WebSocket API¶
A majority of the communication between the Willow backend and frontend occurs over a WebSocket connection using SocketIO. WebSocket was chosen over HTTP because the Willow backend needs to be able to push the results of potentially long running data operations without the frontend being forced to continuously poll for results.

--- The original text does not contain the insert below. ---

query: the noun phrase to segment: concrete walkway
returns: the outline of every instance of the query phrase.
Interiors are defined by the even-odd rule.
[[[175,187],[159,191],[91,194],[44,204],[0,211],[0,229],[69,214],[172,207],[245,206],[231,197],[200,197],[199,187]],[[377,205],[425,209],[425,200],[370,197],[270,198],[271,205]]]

Request Message Structure¶
WebSocket messages made with SocketIO consist of a title and JSON body. Our WebSocket API defines a common structure to requests:
Title
<String>
Body
{
'operation': <String>,
'sessionID': <String>,
'requestID': <String>,
...request-specific key-value pairs...
}
Message title must match one of the defined API requests.
Value for sessionID
identifies the dataset the operation will be performed on and is a 30 character long hexadecimal string which gets returned after successfully uploading a new dataset.
Value for requestID
does not affect how the server performs the operation, but should be a unique string that the message sender remembers in order to identify the corresponding response message received from the backend.
Value for operation
must match the message title.
Example Request¶
Title
changeColumnDataType
Body
{ 'operation': 'changeColumnDataType', 'sessionID': '617646cb1e421f72b7e742dbdbd4cb', 'requestID': '0002a43e', 'column': 'Date', 'newDataType': 'datetime64' }
Response Message Structure¶
After a well-formed request message for an operation is received and parsed by the Willow backend, the operation gets queued. Once the backend performs and completes the operation, a SocketIO response message with the following structure is sent to the client:
Title
<String>
Body
{
'operation': <String>
'sessionID': <String>,
'requestID': <String>,
'success': <Boolean>,
'error': <String>,
'errorDescription': <String>,
...request-specific response key-value pairs...
}
The message title and value for operation
in the body will both holding the
name of the original operation. Besides operation
, requestID
and sessionID
will also be identical to the values specified in the original request, allowing the client to identify
which request the response corresponds to.
error
and errorDescription
keys will only be present in the response body if success
is false
, meaning the operation failed.
Requests¶
The Willow WebSocket API defines the following requests. Note that the headings are the request names which should be supplied as the title of the SocketIO message.
metadata
¶
Requests the metadata for a dataset. Metadata includes information such as dataset size (no. of rows and columns) and column names and datatypes.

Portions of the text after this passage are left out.